Lithography (a method of printing using stone that enabled mass
production of paintings and books) was developed in the early nineteenth
century, when Rachel was still a young girl. It was a revolution that Rachel’s
father and uncle capitalized on, building a thriving business producing
lithographs.

Raised in a comfortable home, Rachel had the luxury of spending time
growing intellectually. At age twelve, she was taught Tanach by her uncle, her
mother’s brother David, and was introduced to the commentaries of Metzudas
David
and Metzudas Tzion. He also taught her Chovos HaLevavos.

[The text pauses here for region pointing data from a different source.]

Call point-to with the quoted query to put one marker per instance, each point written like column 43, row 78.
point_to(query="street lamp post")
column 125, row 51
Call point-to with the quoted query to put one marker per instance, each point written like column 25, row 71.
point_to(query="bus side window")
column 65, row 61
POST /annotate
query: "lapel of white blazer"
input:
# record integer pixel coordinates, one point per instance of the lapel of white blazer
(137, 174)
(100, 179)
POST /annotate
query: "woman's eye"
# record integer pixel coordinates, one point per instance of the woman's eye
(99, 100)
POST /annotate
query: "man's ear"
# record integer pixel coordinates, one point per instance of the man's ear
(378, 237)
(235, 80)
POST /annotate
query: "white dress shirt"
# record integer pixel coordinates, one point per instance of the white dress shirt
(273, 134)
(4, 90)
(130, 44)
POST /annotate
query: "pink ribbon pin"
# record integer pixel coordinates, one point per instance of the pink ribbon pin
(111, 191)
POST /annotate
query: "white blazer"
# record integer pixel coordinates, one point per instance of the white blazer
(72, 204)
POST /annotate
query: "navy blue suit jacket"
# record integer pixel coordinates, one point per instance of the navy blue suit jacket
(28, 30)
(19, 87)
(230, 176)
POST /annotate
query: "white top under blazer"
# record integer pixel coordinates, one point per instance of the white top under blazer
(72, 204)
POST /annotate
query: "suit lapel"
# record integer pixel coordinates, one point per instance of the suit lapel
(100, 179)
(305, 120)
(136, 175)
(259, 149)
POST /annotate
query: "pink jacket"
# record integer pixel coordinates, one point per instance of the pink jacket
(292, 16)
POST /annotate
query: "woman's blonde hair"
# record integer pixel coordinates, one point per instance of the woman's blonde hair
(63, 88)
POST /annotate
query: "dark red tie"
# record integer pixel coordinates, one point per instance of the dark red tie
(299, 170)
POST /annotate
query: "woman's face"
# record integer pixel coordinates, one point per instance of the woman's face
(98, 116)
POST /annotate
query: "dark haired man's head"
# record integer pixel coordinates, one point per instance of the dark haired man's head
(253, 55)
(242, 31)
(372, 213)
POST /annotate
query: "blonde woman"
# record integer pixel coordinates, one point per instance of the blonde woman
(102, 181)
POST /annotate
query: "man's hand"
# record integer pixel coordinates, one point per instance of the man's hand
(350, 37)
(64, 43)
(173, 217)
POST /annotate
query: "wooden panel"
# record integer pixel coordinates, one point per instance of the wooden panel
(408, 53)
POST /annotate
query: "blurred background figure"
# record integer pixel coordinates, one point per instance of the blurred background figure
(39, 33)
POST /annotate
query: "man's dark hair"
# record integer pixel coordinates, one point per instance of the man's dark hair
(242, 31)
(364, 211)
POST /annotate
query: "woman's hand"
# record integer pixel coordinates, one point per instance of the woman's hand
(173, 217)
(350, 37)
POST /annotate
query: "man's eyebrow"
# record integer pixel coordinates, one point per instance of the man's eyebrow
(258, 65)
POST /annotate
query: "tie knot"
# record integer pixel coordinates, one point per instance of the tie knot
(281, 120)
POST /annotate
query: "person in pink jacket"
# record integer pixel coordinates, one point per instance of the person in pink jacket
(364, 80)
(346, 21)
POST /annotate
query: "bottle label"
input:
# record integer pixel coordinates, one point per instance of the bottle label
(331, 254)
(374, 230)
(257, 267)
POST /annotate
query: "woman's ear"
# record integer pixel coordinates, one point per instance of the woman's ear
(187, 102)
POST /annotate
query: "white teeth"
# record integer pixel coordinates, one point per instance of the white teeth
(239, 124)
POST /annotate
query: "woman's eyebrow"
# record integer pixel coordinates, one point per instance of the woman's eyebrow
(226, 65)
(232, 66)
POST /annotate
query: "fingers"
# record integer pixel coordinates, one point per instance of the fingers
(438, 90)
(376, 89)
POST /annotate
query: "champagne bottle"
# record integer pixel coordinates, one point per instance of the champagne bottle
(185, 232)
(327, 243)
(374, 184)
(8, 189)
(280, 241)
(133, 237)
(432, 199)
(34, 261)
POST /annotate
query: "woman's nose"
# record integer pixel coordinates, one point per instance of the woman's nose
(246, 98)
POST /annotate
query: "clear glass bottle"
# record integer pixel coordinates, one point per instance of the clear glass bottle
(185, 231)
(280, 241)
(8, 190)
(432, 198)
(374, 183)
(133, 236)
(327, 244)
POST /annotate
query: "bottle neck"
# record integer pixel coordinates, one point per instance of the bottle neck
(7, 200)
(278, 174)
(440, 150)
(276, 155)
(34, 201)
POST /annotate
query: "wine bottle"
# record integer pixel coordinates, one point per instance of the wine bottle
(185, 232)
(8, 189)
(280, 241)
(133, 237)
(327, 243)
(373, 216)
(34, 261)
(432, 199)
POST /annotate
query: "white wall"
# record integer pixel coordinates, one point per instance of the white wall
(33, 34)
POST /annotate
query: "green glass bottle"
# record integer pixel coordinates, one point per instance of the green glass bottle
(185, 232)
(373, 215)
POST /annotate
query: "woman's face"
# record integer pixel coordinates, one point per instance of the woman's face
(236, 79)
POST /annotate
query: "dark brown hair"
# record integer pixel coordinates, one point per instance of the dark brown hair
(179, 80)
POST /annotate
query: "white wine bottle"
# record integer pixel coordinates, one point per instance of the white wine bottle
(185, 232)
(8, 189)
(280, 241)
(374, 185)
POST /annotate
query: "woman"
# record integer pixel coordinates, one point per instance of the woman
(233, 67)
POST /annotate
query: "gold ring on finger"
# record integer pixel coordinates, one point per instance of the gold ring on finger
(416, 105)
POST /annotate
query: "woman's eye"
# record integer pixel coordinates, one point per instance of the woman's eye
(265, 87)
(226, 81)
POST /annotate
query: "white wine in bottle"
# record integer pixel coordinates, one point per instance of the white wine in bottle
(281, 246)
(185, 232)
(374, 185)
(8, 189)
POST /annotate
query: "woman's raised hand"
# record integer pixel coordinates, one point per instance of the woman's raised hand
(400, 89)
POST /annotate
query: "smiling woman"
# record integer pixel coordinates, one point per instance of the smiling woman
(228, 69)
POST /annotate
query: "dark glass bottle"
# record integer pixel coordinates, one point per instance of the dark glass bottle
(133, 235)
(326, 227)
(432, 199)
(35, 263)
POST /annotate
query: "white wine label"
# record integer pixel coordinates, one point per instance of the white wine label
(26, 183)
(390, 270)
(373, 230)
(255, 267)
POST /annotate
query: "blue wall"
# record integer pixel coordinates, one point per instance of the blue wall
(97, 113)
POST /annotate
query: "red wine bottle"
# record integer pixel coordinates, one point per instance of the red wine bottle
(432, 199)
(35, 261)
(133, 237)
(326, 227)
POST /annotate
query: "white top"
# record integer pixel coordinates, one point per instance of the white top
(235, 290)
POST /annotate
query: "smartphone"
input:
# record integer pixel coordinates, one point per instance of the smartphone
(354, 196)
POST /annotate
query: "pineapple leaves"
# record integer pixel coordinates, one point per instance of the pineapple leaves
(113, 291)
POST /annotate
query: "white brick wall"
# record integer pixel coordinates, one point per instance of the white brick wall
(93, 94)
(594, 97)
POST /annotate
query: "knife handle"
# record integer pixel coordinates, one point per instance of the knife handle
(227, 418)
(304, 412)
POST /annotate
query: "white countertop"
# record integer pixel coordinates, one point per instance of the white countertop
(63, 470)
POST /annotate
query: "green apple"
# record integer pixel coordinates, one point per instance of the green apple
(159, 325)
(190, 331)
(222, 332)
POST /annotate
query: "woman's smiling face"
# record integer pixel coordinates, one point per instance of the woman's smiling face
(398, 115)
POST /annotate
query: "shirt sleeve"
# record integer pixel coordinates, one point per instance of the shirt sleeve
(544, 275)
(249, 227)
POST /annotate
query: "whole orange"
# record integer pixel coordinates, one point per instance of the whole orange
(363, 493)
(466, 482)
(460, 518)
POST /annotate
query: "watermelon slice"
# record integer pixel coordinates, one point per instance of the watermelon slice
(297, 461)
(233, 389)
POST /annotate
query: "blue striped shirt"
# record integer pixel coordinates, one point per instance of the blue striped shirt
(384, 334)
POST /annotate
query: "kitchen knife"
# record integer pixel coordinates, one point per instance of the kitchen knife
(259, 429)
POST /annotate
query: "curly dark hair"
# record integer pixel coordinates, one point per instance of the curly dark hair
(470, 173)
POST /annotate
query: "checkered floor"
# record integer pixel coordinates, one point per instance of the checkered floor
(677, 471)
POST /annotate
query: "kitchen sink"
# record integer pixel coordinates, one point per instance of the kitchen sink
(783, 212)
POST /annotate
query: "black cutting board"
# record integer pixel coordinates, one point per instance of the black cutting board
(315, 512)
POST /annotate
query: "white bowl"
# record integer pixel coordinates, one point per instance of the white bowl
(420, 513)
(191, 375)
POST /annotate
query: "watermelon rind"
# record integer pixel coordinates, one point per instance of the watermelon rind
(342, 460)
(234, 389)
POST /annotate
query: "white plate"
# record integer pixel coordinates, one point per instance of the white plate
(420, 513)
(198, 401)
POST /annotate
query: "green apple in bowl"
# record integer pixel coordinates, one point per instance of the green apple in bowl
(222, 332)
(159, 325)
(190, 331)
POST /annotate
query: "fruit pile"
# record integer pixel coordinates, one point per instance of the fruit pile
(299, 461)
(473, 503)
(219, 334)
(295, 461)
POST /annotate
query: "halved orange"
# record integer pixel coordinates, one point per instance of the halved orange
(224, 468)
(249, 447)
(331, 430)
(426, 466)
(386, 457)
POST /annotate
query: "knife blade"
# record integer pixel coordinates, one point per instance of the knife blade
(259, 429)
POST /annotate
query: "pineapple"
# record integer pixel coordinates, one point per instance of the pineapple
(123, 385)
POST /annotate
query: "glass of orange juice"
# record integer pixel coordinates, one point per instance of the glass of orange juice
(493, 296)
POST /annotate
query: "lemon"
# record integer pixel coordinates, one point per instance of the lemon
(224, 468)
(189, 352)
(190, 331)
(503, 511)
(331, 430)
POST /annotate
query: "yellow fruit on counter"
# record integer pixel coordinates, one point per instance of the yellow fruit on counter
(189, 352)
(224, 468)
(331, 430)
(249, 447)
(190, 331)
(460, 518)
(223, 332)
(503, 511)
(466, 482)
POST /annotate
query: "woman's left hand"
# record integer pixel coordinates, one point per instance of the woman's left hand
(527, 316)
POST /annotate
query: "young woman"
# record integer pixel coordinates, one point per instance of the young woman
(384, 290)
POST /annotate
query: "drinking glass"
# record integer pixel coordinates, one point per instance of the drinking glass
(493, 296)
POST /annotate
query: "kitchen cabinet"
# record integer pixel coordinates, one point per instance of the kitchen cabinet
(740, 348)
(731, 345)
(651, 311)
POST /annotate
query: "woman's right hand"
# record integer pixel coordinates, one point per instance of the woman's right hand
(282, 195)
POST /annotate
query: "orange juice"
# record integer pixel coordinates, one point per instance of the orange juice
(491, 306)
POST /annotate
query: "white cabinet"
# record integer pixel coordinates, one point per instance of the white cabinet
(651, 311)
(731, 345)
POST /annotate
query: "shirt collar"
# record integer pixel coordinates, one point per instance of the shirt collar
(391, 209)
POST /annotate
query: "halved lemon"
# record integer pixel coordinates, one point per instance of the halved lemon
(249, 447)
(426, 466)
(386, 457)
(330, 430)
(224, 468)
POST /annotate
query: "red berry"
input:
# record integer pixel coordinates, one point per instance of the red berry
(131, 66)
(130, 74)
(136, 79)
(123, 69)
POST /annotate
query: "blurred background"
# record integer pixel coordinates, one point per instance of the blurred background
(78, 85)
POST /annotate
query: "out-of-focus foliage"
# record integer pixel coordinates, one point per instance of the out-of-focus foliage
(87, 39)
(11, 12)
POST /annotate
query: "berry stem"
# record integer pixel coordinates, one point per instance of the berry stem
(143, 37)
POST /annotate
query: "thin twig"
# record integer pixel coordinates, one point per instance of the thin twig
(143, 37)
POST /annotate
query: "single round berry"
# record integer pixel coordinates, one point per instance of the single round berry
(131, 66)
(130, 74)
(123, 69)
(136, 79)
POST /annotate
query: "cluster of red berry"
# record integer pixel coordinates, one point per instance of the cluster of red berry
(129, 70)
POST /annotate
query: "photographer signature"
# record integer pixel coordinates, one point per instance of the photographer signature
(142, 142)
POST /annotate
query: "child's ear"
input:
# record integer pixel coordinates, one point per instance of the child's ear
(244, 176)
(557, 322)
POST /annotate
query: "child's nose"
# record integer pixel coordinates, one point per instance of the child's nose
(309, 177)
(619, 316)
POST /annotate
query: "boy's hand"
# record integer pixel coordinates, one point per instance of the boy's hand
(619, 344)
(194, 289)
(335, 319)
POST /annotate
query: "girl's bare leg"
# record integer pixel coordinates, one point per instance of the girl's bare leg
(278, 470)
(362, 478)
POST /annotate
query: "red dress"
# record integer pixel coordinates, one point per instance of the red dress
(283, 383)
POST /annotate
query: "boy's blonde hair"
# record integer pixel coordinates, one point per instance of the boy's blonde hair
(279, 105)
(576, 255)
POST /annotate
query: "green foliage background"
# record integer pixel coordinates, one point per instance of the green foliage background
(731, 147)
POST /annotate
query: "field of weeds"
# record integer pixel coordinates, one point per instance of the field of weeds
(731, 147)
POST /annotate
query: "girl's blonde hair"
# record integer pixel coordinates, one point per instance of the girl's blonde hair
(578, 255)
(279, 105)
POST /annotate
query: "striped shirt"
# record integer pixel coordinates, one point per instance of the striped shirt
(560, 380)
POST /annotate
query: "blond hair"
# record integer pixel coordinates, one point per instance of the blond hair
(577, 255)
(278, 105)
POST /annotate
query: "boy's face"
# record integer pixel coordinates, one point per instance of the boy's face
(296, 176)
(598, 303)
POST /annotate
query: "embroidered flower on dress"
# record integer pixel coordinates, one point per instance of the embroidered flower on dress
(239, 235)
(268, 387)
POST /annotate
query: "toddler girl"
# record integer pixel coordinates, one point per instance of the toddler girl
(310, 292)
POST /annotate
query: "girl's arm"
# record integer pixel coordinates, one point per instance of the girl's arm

Rachel’s uncle David never married and upon his death, he bequeathed to
his nephew (Rachel’s brother, David) a huge library. Rachel would spend hours
studying these seforim. With private teachers she studied Rashi on Tanach, and Menoras
HaMaor
by Yitzchak Abuhav. She also studied the sefer Reishis Chochmah.
Her uncle, Chizkiyah Luzzatto, broadened her Judaic studies and taught her
math.

An intelligent girl was not excused from the family business, either, and
Rachel learned the art of lithography and the craft of turnery on a lathe.
Rachel was also a skilled seamstress, and would sew her own clothes as well as
those of her mother and, later on, of her only daughter, Perela.